Cet accord est l’aboutissement de plusieurs mois de médiation et de dialogue entre les différentes parties. Les consultations menées par la HACP et son partenaire le Dialogue Humanitaire ont permis de rapprocher les positions des acteurs communautaires et de favoriser un consensus autour d’engagements communs en faveur de la paix, de la cohésion sociale et du vivre-ensemble.

Au cours de la cérémonie très symbolique, les représentants des communautés Dendi et Peulh, les chefs des villages concernés ainsi que les représentants de leurs diasporas ont signé le document officialisant leur volonté de renoncer à toute forme de violence, de privilégier le dialogue pour le règlement des différends et de contribuer à la préservation d’un climat de confiance entre les populations.

La signature des garants de l’accord est venue renforcer la portée de cet engagement. Le président de la Haute Autorité à la Consolidation de la Paix, le Général de brigade Amadou Diddili, le gouverneur de la région de Dosso, le Colonel-major Bana Allassane, le préfet du département de Gaya, le chef de canton de Gaya, l’administrateur délégué de la commune de Tanda, ainsi que des leaders religieux et des représentants des femmes et des jeunes ont tour à tour apposé leur signature sur le document.

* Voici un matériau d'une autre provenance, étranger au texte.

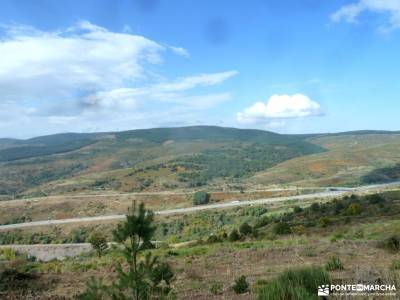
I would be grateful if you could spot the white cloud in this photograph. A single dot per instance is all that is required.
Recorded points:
(280, 107)
(170, 92)
(350, 12)
(85, 57)
(180, 51)
(87, 77)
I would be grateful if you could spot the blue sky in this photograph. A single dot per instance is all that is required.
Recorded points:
(287, 66)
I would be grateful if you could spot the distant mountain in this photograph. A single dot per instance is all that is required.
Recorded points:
(183, 157)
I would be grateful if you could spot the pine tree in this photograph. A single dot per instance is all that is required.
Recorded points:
(143, 279)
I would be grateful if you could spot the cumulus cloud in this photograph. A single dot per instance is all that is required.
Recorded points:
(87, 76)
(350, 12)
(280, 107)
(84, 57)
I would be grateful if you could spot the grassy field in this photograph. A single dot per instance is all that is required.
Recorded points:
(348, 158)
(191, 158)
(353, 230)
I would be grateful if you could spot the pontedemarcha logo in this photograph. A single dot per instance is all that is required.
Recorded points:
(323, 290)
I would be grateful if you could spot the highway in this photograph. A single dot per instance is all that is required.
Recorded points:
(329, 193)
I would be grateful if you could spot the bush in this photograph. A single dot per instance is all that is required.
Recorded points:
(297, 209)
(234, 236)
(334, 264)
(315, 207)
(324, 222)
(8, 254)
(245, 229)
(282, 228)
(395, 265)
(201, 198)
(375, 199)
(392, 243)
(353, 209)
(297, 284)
(241, 285)
(216, 288)
(213, 239)
(98, 242)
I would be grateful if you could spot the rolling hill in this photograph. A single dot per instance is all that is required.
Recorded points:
(189, 157)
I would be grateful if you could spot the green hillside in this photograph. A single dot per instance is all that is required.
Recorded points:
(134, 160)
(190, 157)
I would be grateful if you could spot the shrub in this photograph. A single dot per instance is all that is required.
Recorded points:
(392, 243)
(282, 228)
(213, 239)
(297, 209)
(98, 242)
(334, 264)
(299, 229)
(241, 285)
(375, 199)
(234, 236)
(395, 265)
(200, 198)
(324, 222)
(245, 229)
(315, 207)
(353, 209)
(216, 288)
(8, 254)
(297, 284)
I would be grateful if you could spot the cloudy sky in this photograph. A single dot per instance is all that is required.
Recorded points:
(287, 66)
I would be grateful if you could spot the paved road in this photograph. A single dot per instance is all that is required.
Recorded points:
(164, 193)
(337, 192)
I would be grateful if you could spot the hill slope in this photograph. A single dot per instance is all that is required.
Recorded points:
(161, 158)
(190, 157)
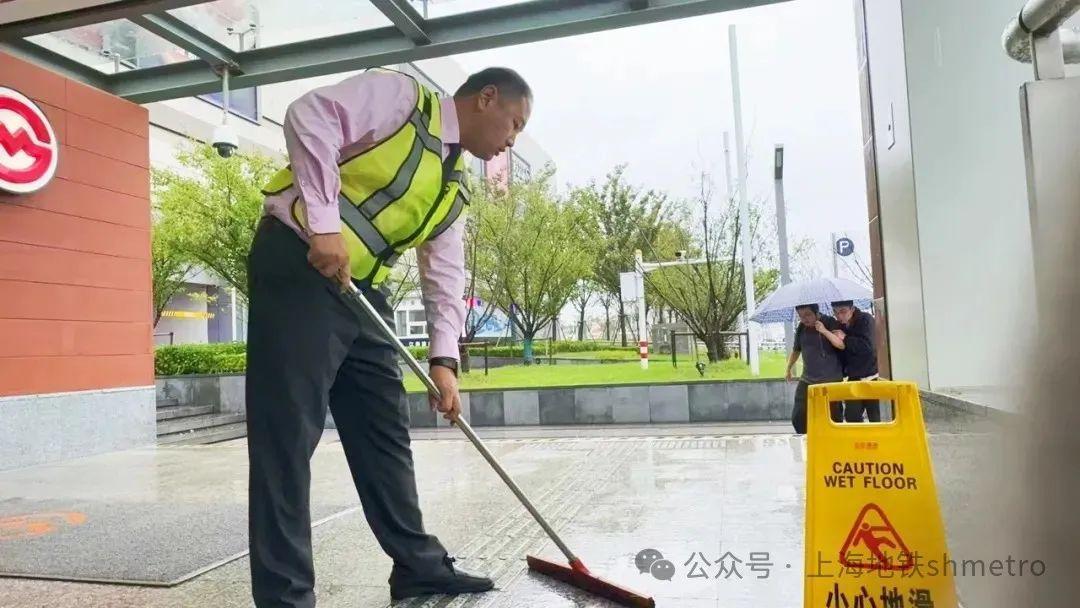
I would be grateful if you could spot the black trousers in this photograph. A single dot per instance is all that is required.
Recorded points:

Au-delà de son caractère symbolique, cet accord traduit la volonté des différents acteurs de consolider une paix durable dans cette partie du département de Gaya. Les signataires se sont engagés à accompagner sa mise en œuvre afin de prévenir la résurgence des conflits et de renforcer les mécanismes locaux de prévention et de gestion des différends.

Cette initiative s’inscrit dans les efforts déployés par la Haute Autorité à la Consolidation de la Paix pour promouvoir le dialogue communautaire dans les zones confrontées à des tensions sociales. Pour les populations de Tanda, cet engagement ouvre une nouvelle perspective en faveur de la stabilité, de la cohésion sociale et du développement local.